When I was in second grade, the pastor at our family’s parish invited me to be one of the 12 folks to participate in Holy Thursday’s foot washing. (I think I was invited because spring vacation coincided with Holy Week that year, and my mom had taken me to daily Mass a few mornings during the break.)
This was special and important. I remember almost everything.
My mom called my dad at work to tell him about the invitation, and to suggest, as I listened in, that I be allowed to wear my new Easter shoes for the Thursday liturgy: beautiful blue-suede Pumas.
That night, after the homily, I took a seat near the altar, took off my Pumas, and Fr. Greg washed and dried my feet. He smiled warmly, calmly. This didn’t happen at other Masses.
I think of that night and my 7 year-old sense of curiosity every Holy Thursday. The foot-washing still catches me off-guard when it starts.
Maybe, by saving it for one time a year, it’s meant to jolt us awake and inspire some child-like wonder. By breaking from the norm, the washing signals: this is crucial. Don’t miss this. There’s a big lesson here.

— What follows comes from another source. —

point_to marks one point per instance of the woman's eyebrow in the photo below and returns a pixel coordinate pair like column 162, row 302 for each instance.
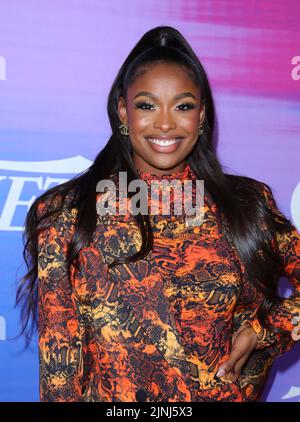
column 177, row 97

The practice has its biblical roots in tonight’s Gospel reading from John 13. It’s the only Last Supper account of the four that does not have the institution of the Eucharist. Jesus takes no bread, takes no cup, says no blessing.
Instead, during the meal, he gets up, and ties a towel around his waist. He washes the feet of his friends.
Feet in First-Century Palestine must have been disgusting — dirty, blistered, cracked. This sort of washing was the work of servants.
This is where and how Jesus, our Lord and King, wants to spend his time. He goes to places that are ugly. He models love through self-giving service.
Tonight’s foot-washing at church reminds us of how Jesus wants to be involved in our lives.
First, Jesus calls us to himself to be washed: to be cared for and nurtured. How difficult it can be to allow ourselves to be served, to admit that we need help.
Second, Jesus sends us out: serve others as I have served you. “Do this in memory of me,” he says during the other three Gospels’ Last Supper accounts. It applies here as well. We are to go to the margins of our societies, leaving our comfortable places frequently, because that is what Jesus did.
What a powerful example set by Pope Francis today, as he celebrated Mass at a juvenile prison, washing the feet of 12 inmates — young men and women, Catholics and Muslims.
We see in that symbolic action and in the words of Jesus an urgent call to let ourselves be served and to serve. How can we live these commands in our daily lives this coming Easter season?